It’s no secret that we love a good crab cake. Here are our best tips for making them:

How To Make The Best Crab Cakes, Ever!

Use Jumbo Lump or Backfin Lump Crabmeat

So lump crabmeat is pretty expensive. That said, we really do believe that lump (preferably jumbo lump) crabmeat makes the absolute best crab cake. It was hard for us to take out our wallet at first, but once we realized 1 pound of crabmeat can make 6 generously sized cakes — or 24 mini crab balls — we were sold.

Adam's Maryland-Style Crab Cake

Oh, and don’t worry, nothing else called for in our recipe racks up the bill — it’s just saltine crackers and a few extras you probably already have in your fridge.

Saltine Crackers, Mayonnaise & Egg Make a Great Binder

Around here, fillers and extras are a no-no. All the menus promise “no filler” crab cakes. In all honestly, you do need a little bit of filler so they stay together. We go for the absolute minimum, which is a glue made from crushed saltine crackers, mayonnaise and one egg. It works beautifully.

How to Make Adam's Maryland-Style Crab Cake Recipe

We start by tossing the lump crab meat with the crushed crackers. The crackers absorb extra moisture from the crab. Then, we make a mixture of mayonnaise, egg, mustard and some Worcestershire sauce and add it to the crab and cracker mixture. After a few stirs, the mixture is pretty loose. That’s why you see us sliding it into the refrigerator. We keep it in there for an hour or so. The crackers continue to absorb the liquid and that glue I was talking about earlier forms.

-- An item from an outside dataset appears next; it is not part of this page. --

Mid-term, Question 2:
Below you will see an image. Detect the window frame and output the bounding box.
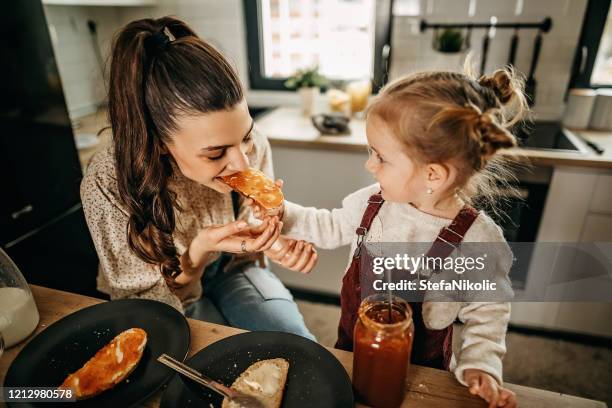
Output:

How to Make Adam's Maryland-Style Crab Cake

After some time in the refrigerator, you can easily form the cakes. We like using a 1/2-cup measure to make 6 generous cakes, but you can make them slightly smaller and make 8 or make them donut-hole size for mini crab balls.

Pan-Fried or Broiled?

Our local restaurants usually give us three options for how they are cooked: fried, pan-fried and broiled. We never request fried, so we’re not going to spend time talking about that. We do, however, ask for pan-fried and broiled often.

Pan-frying is great — they become dark golden brown and a little crispy on both sides. We love using our cast iron pan, which really helps get that golden brown sear.

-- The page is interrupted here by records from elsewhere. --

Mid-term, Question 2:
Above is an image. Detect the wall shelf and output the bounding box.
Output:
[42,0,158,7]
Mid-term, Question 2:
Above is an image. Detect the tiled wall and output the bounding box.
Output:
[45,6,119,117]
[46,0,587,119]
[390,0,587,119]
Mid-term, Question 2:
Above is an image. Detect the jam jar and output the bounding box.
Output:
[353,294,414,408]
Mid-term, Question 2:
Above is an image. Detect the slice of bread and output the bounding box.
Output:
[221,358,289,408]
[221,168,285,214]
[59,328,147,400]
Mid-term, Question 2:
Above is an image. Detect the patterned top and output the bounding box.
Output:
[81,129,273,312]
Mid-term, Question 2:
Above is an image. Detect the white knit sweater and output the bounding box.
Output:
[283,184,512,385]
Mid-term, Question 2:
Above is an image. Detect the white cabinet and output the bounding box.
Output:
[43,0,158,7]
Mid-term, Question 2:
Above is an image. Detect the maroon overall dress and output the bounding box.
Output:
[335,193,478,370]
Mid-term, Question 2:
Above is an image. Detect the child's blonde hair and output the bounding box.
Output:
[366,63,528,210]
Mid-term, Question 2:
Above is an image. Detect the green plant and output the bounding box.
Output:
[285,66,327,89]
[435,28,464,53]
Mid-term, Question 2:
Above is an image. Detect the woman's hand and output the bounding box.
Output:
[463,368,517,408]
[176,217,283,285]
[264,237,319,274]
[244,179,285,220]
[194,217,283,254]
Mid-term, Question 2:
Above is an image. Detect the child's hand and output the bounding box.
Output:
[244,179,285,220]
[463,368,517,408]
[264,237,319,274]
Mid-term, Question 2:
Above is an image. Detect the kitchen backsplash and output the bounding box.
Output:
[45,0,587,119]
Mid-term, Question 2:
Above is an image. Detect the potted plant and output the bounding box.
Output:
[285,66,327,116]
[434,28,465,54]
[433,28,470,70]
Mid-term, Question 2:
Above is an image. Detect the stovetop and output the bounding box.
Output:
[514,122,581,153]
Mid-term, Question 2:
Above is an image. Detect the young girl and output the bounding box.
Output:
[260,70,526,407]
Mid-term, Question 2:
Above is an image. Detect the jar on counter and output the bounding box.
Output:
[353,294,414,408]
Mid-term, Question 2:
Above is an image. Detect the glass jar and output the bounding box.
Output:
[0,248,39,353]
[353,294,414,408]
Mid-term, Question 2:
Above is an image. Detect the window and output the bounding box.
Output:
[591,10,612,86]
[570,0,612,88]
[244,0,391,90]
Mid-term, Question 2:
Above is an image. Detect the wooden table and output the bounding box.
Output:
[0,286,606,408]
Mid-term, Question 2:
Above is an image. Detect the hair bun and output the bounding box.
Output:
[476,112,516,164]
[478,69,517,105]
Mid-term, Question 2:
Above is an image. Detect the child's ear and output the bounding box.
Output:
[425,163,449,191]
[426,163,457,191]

Pan-Fried Maryland-Style Crab Cake

Broiled crab cakes are also pretty delicious. We like to start with a hot pan on top of the stove until the underside of the crab cakes are golden brown. Then, we add a little dot of butter to the tops and broil until golden brown. The nice thing about broiling is that the cake is never pressed or squashed flat. The tops stay perfectly rounded.

Broiled Maryland-Style Crab Cake

Ask most Marylanders and they will have a preferred cooking method. If you don’t know which you prefer, try them both, you really can’t go wrong!

Jumbo Lump Crab Cakes

When we make these at home, we’ll always serve them with a lemon wedge, a little tarter sauce and if we’re feeling it, a touch of Old Bay Seasoning (just be careful, it’s pretty potent). Joanne loves turning her’s into a sandwich and I pretty much eat them out of the pan (I can’t help myself).

The Best Crab Cake Recipe

Try our crab cakes with one or two of these popular sides: Smoky Black Bean and Corn Salad, Perfect Potato Salad, Rosemary Roasted Potato Wedges or our Baked Sweet Potato Fries.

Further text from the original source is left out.